Imagens e texto do repórter fotográfico Filipe Barbosa para a Lume reconstroem a posse presidencial

Por Filipe Barbosa

A posse do Presidente Luiz Inácio Lula da Silva (PT) foi marcada por grandes emoções. Depois do país ter vivido tempos difíceis após o golpe contra a Presidenta Dilma Rousseff e os governos de Temer e Bolsonaro, deixando o país bagunçado, tivemos a esperança novamente de um país alegre.

Exatos 20 anos atrás, Lula subia a rampa para ser presidente do Brasil pela primeira vez. Eu era um menino que morava em Recife (PE). As pessoas gritavam de alegria. Fogos de artifício soltados no bairro de Areias, na parte sul da cidade. Essa alegria do povo se repetiu agora.

Em março de 2022, Lula fez seus primeiros contatos com o povo, no Assentamento Eli Vive do MST (Movimento Sem Terra), em Londrina, depois de um longo período de pandemia. Foi lá que o país olhou o candidato da democracia. A democracia que por muitas vezes foi atacada nesses últimos anos.

Lula, na sua passagem por Londrina, destacou a necessidade do combate à fome, com brasileiros vivendo em vulnerabilidade alimentar. O Brasil tinha entrado novamente no mapa da fome. Esse é um dos compromissos do Presidente: acabar com a fome no Brasil.

Lula venceu as eleições. Não somente ele. O povo venceu. E mesmo depois do triunfo, bolsonaristas ameaçavam novamente a democracia. O Bolsonaro saiu, mas o bolsonarismo continua entre as pessoas que seguem seus pensamentos.

Pedidos antidemocráticos em frente aos quartéis generais, pessoas com agressividade contra o poder judiciário do país. O discurso de Bolsonaro deixou um país ferido na ignorância. Até mesmo a posse presidencial foi ameaçada várias vezes.

O povo que expulsou Bolsonaro fez parte de um processo histórico. Me incluí junto com os colegas jornalistas. Quis concluir essa tarefa de registros da recuperação da democracia do nosso país estando em Brasília.

Caravanas de todos os cantos do Brasil chegavam á cidade planejada. Alguns foram de bicicleta, outros de carro com amigos, alguns pagaram promessas de serem os primeiros a estarem na frente do Congresso Nacional.

Aos poucos, Brasília deixava de ser o verde e amarelo, simbolismo bolsonarista, para ser o vermelho, verde, amarelo e as cores que podem representar essa diversidade. As praças tomadas de turistas e de um povo que sonha com um Brasil melhor.

O dia primeiro de janeiro de 2023 foi marcante. Não havia ódio, havia amor, alegria nos rostos enquanto uma multidão caminhava até a Esplanada dos Ministérios. O dia estava ensolarado depois de uma semana muito chuvosa. Era o recomeço.
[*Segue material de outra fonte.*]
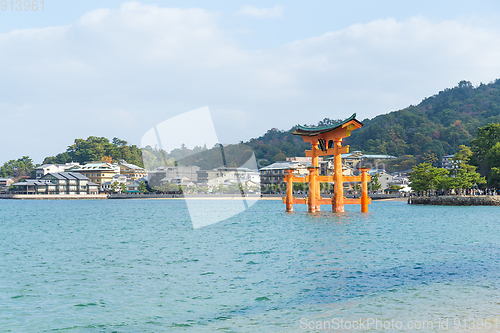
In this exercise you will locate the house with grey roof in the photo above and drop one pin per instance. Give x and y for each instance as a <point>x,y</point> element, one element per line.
<point>60,183</point>
<point>42,170</point>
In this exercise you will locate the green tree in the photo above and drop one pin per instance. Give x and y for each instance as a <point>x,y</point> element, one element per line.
<point>142,187</point>
<point>464,175</point>
<point>425,177</point>
<point>115,186</point>
<point>375,183</point>
<point>21,168</point>
<point>494,177</point>
<point>486,138</point>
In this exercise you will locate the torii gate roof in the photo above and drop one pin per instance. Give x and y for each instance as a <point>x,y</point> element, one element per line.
<point>314,131</point>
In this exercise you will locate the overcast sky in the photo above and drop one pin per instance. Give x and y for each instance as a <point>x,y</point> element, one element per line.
<point>117,69</point>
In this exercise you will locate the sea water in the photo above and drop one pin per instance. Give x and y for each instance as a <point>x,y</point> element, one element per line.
<point>139,266</point>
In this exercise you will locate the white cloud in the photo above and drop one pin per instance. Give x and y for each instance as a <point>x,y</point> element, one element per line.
<point>256,12</point>
<point>143,64</point>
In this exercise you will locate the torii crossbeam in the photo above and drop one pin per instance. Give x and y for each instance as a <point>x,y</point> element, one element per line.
<point>327,140</point>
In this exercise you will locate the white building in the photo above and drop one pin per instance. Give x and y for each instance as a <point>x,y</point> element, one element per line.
<point>53,168</point>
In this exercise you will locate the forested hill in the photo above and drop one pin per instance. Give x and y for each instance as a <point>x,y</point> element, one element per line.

O cortejo rico em cultura. Maracatu, Frevo, Capoeira, indígenas, religiões africanas, tudo em um só lugar. O samba, Bonecos de Olinda, mistura de gente. Porque esse é o Brasil de todos. Em uma das fotos, uma apoiadora estava com máscara da “La Ursa”, símbolo da cultura pernambucana em carnavais. A música diz: La ursa quer dinheiro, quem não dar é pirangueiro. Ela continuou que o povo quer dinheiro, educação, trabalho, moradia digna e saúde.

Brasília saiu das cinzas nuvens. Grupos sociais como MST, MAB, Povos Indígenas e outros, caminhavam unidos em uma extensa avenida, cantando e abrindo espaço aos que foram excluídos pelo antigo governo.

Lula, Janja, Alckmin e Lu saíram em carro aberto da Catedral de Nossa Senhora Aparecida, fazendo o roteiro por onde estava o povo. Uma euforia de emoções tomou conta daquele mar de gente. Uma senhora estava agarrada na grade e dizia: “Quero ver Lulinha, Lulinha, cheguei, vem!” Pessoas em cima das arvores da Esplanada, outros com suas toalhas estampando a foto do Presidente Lula.

Na rampa, o povo subiu com Lula. Uma diversidade do que é o povo. E assim foi passada a faixa presidencial, por uma mulher negra, quebrando todos os protocolos.

Nunca vi tantas pessoas emocionadas em escutarem e cantarem o hino nacional. Antes, o hino nacional tinha uma obrigatoriedade em suas regras. Era diferente. Era o povo recuperando sua bandeira. Um coral vermelho cantando o hino e emocionado com o discurso do Presidente Lula.

Para os que não podiam estar na Praça dos Três Poderes, os telões do Festival do Futuro mostravam o poder de um político do povo brasileiro.